The takeover, Xstrata's first major foray into iron ore, had initially lackluster take-up since it was announced Aug. 24, with Chinese steelmakers led by Singapore-based commodities trader Sin-Tang Development making an alternative proposal for a capital raising and project finance for Sphere's Askaf magnetite project.

However, Freyberg said Xstrata now had around 30% of Sphere's shares under its control or in an institutional acceptance facility, which will be released conditional on Xstrata breaching 50.1% by Friday.

A person close to the deal said Sphere shareholders representing 37.5% of the company's outstanding share capital had accepted Xstrata's offer by the close of the Australian market on Tuesday, up from 19% at the opening of the Australian market earlier in the day.

The fight over the company has exemplified the struggle between the world's major diversified miners and Chinese steelmakers for control of the world's few remaining unencumbered iron ore assets.
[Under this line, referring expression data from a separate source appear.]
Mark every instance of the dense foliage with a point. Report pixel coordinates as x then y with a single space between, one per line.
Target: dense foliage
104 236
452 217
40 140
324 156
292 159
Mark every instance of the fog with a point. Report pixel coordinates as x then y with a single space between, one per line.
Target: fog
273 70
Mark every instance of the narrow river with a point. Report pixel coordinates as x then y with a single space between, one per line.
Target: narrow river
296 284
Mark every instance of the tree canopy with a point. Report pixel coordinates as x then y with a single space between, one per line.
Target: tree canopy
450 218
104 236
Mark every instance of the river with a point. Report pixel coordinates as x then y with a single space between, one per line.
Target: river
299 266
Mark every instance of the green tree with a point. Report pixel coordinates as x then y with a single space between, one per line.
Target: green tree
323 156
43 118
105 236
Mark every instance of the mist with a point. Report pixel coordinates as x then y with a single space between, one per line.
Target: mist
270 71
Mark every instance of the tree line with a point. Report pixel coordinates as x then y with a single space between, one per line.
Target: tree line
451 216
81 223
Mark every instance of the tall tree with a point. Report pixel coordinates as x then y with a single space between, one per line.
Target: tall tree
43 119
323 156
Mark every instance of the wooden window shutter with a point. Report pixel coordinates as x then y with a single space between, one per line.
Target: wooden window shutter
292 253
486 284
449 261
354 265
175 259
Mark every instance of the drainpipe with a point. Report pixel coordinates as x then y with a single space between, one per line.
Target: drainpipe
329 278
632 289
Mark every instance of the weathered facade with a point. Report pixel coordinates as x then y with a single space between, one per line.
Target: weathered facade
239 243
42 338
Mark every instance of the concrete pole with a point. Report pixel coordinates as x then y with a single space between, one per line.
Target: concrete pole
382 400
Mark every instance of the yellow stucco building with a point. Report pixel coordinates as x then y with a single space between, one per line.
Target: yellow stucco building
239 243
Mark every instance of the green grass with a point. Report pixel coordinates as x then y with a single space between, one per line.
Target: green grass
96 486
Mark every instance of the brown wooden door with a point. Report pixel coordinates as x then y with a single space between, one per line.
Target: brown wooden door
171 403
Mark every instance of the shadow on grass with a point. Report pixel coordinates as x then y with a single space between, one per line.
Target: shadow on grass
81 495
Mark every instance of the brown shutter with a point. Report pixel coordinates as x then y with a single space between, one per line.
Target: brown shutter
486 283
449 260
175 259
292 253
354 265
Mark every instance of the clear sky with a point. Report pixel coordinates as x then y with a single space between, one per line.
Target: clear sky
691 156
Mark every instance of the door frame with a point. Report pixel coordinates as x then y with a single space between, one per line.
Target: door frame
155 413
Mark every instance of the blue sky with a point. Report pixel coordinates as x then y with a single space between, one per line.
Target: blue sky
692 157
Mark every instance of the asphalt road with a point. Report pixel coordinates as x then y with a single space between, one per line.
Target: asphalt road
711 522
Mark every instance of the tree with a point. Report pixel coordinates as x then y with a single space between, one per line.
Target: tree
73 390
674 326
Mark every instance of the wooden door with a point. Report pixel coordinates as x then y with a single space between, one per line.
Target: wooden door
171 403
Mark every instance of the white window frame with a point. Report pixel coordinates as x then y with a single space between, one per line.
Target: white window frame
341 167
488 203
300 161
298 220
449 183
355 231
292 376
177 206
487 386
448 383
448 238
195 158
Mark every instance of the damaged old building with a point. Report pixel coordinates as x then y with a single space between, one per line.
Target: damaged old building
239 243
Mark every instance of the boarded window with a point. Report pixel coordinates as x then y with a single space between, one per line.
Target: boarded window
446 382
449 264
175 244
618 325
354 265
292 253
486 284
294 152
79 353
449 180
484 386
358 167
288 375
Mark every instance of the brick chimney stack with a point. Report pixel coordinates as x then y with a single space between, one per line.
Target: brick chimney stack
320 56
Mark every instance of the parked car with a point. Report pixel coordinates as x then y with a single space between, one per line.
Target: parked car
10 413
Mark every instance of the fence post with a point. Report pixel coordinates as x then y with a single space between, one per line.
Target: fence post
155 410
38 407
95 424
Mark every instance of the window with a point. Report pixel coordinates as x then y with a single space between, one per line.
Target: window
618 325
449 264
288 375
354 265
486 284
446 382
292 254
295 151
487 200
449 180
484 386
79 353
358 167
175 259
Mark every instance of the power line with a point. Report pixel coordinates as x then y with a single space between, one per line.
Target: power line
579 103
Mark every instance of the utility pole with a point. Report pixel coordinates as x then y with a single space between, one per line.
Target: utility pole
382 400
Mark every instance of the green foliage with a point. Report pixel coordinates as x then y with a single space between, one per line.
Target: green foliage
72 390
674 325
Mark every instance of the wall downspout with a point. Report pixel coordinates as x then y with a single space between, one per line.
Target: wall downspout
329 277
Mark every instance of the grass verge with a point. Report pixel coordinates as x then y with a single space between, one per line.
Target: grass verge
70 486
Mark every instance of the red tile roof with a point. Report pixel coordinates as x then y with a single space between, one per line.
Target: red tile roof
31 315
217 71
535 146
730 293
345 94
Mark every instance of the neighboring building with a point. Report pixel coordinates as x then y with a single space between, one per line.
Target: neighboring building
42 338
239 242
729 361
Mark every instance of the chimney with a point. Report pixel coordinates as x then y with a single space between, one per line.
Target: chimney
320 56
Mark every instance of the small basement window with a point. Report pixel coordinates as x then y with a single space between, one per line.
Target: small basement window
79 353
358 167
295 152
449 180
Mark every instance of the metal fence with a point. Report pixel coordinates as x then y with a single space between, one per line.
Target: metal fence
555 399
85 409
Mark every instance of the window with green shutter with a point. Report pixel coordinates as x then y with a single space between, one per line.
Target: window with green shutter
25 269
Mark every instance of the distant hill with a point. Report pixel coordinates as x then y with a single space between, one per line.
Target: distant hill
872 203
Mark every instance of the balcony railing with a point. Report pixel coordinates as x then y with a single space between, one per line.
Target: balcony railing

Iron ore is a crucial ingredient for steelmaking, a major driver of China's heavy-industry focused economy.

Sin-Tang last week offered a rival proposal to Sphere's shareholders which would see the trader's backers, including steel makers Hebei Xinquan Coking Co. Ltd., Tangshan Ganglu Iron & Steel Co. Ltd. and Tianjin Metallurgy Group Co. Ltd., provide debt financing and A$111 million in equity funding through an underwritten rights issue to develop the Askaf project.

That offer was rejected by Sphere's board, which has recommended Xstrata's offer since it was first proposed Aug. 24 at A$2.50 a share.

Freyberg said that Xstrata would settle for majority control of the company, rather than the full takeover initially proposed. "At 50% we will have control and we can get on and develop this in a responsible manner," he said.

But he warned shareholders against holding out for any further increase. "The offer is full and final and in terms of truth in takeovers it's the best deal on the table. What's been proposed by Sin-Tang is highly conditional."

In a statement later Tuesday, Sin-Tang said Sphere's assets are worth "substantially more" than A$3 a share and that Sphere has been independently valued at A$4.51 a share.

"Sin-Tang's proposed equity raising is not uncertain and in its view, the conditions of underwriting are no less favorable than conditions attached to Xstrata's offer," it said.

Sin-Tang said it remains committed to its proposal and that Sphere shareholders should reject Xstrata's offer.